Amongst the throng of Toronto‘s densely populated coffee market, Pilot Coffee Roasters stand apart from the crowd. Ethical and diligent in sourcing beans from leading plantations in Brazil, Costa Rica, Ethiopia, Kenya, and equally meticulous in their roasting, their endgame is to get their coffee into the cups of customers that want something “a little different, a little special” versus clamouring to grow for the sake of growth. This is how you build a brand people value and respect.
We recently collaborated with Michelle Wilkin (who does double duty as co-owner and creative director) to help produce some new low-key signage to advertise Pilot within its many wholesalers. While modest in size, the stakes were high: point-of-sale signage should underscore rather than overbear. “Because coffee is served without any branding, and our packaging is not always visible to the customer, we wanted to give our wholesale partners a tool to assist their sales as well as give our brand some awareness.” And those partners range from small indie cafés to large hotels and restaurants – each with their own branding, and interior material and colour palettes.
Michelle developed more than a half-dozen solutions (many of them quite clever) before deciding on the subtlest option. “We landed on a clean acrylic two-part stand that provided our partners the flexibility to display it wherever they felt most appropriate.” This stand was a 1/8″ thick matte white plaque wedged within 1″ black, with text and graphics UV printed straight onto the acrylic – elegant, high contrast, and understated enough to work in any visual environment. “We didn’t want to give our partners something that competed with their aesthetic, so our goal was to design something simple and modern.” The design is also flexible and the white plaque can be swapped out with a new design down the road.

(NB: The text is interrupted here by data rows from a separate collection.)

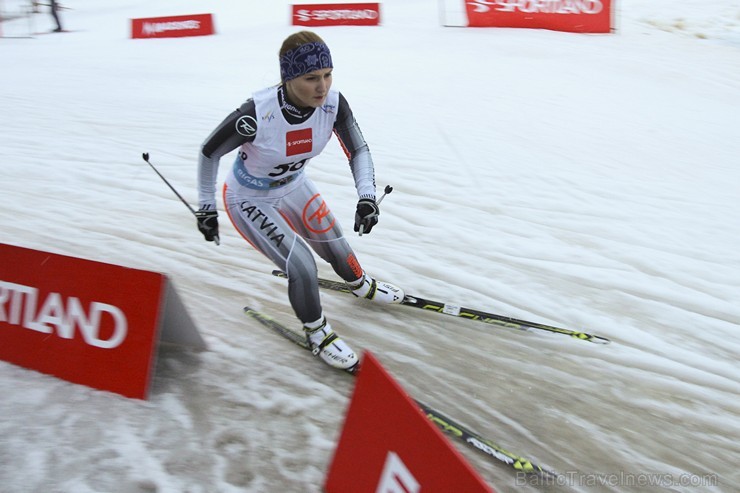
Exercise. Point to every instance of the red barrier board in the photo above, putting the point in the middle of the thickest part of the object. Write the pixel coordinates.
(172, 27)
(578, 16)
(388, 444)
(87, 322)
(336, 14)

Mission accomplished, we think! The photographs in this post were taken at La Marzocco Cafe in Seattle where Pilot were the ‘roaster in residence’ last December. Being featured at a cafe renowned by coffee connoisseurs (in Seattle, no less!) is exactly the type of recognition we’d expect from Michelle and company and we don’t think it’s an accident that the successful Roastery is as serious about their design as they are about their beans.